Johnson conducts the Cal Poly Wind Orchestra and the Cal Poly Wind Ensemble and has been a faculty member since 1966.
Chamber music is written for a small group of performers, “four, five, six, ten at the most,” said Johnson, and is designed to be played in a small room or “chamber.” For this concert, he said the “key players” from each section have been put into small groups for the best sound possible.
The Chamber Winds ensemble will play a piece called “Old Wine in New Bottles,” written in 1958 by British composer Gordon Jacob. Johnson met Jacob in England in 1981 and chose the lively, and energetic, yet difficult piece for this year’s concert after “it was kind of just sitting around” in his office for a while.

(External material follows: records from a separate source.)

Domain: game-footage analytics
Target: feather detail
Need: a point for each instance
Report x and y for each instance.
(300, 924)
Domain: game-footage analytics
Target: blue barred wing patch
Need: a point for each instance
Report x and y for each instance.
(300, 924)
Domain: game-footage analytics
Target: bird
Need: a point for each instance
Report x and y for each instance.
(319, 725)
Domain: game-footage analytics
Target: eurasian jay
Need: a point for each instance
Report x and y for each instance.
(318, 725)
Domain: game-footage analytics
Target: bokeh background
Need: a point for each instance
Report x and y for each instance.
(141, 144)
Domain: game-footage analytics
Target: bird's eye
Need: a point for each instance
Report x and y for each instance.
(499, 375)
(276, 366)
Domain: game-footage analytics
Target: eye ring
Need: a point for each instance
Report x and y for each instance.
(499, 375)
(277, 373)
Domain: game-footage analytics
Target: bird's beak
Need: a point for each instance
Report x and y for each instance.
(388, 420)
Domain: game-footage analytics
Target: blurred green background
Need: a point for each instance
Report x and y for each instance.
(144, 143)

“He was a funny guy,” Johnson said of the late Jacob. “You can hear his humor in it.”
The Chamber Winds, which usually plays as a quintet, will play as a group of ten students this year to accommodate the piece, Johnson said.
Admission to the concert is $8 for students and seniors and $10 for the public. Johnson said he expects a big turnout from the community but also a lot of student support for the event, since it has been advertised with flyers and posters around campus.
The Mission San Luis Obispo de Tolosa is located at 751 Palm St. in downtown San Luis Obispo. Tickets can be purchased at the Performing Arts Ticket Office, on on its Web site, www.pacslo.org, or at the door the night of the concert.